Second, we should not forget that implementing a risk management recommendation is not a decision made by the provider alone. Uptake requires shared decision making between the provider and the patient and thus orders are not usually placed without the buy-in of the patient. This is where tenets of the HBM could be more fully integrated. Identifying risk, while an essential first step, is not sufficient alone. HRAs can work to optimize just-in-time education on disease risk (“perceived susceptibility”) and potential severity (“perceived disease severity”), as well as risk mitigation and surveillance options (“perceived intervention benefits and barriers”) so that patients understand the risks and benefits of recommended actions. While our intervention addressed each of these components and the study’s findings suggest it had an impact, better integration and further refinement of these components will likely promote greater patient self-efficacy and further empower them to make health related decisions.

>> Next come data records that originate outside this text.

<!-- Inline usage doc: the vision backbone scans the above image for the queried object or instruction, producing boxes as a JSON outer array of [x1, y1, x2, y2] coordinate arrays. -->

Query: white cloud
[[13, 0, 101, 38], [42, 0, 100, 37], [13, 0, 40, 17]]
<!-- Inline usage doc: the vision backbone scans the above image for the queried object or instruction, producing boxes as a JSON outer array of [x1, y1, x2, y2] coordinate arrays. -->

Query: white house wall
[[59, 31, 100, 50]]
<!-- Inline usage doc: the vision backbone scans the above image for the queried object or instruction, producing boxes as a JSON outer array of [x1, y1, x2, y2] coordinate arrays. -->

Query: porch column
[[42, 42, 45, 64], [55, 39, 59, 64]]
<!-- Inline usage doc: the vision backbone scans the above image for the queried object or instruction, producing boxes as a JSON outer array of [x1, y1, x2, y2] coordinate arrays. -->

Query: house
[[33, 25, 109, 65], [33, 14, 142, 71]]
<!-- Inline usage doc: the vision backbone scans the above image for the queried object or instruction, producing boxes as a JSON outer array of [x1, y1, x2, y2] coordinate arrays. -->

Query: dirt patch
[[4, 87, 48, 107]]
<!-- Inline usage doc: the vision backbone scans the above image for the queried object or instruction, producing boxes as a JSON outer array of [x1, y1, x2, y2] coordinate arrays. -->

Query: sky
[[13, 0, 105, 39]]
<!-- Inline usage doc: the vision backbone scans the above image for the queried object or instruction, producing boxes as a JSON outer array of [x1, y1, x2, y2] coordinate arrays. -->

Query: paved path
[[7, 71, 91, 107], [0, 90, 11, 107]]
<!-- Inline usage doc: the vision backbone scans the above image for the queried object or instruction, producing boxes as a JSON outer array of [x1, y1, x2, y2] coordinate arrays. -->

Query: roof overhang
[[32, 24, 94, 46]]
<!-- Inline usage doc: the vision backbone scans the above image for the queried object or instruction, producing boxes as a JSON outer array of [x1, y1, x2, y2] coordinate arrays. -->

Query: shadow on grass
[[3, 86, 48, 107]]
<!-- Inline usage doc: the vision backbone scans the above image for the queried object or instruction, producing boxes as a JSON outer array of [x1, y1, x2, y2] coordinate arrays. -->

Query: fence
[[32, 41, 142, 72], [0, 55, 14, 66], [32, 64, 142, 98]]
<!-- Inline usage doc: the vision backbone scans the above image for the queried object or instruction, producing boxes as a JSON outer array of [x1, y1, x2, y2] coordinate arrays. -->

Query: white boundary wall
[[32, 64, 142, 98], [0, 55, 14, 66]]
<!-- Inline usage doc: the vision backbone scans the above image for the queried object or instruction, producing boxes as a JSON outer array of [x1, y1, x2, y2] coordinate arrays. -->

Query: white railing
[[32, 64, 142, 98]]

There are limitations to this study’s data analysis and interpretations. While we recruited from diverse healthcare systems to facilitate greater racial and socioeconomic diversity, the study population was largely White, privately insured, and highly educated. Therefore, our uptake outcomes are reflective of diverse settings but not of diverse participants. The generalizability of our findings to diverse populations will thus be limited. We are currently initiating a trial in clinics with primarily rural, underserved, and minority patients that we hope will address the remaining questions about uptake and effectiveness in unique populations. In addition, measuring uptake with EMR data has its own constraints and challenges. In particular, missingness is hard to quantify and the lack of context to the data requires a certain level of inference as to why a test was ordered (e.g., was a CRC screening ordered due to the CDS or because of a clinical symptom). To minimize incorrect attribution, we limited our analysis to orders that are most commonly associated with the guideline recommendation and within a set time window of the intervention [22].

Conclusions

This study builds on our prior work showing that systematic risk assessment can be successfully implemented across diverse healthcare systems [8, 9], has the potential to significantly impact population health as evidenced by increased risk identification [10, 29], and can enhance guideline based risk mitigation efforts that are widely accepted to improve health outcomes. It is also evident that further HRA development is needed to continue to close the gap between risk identification and risk mitigation.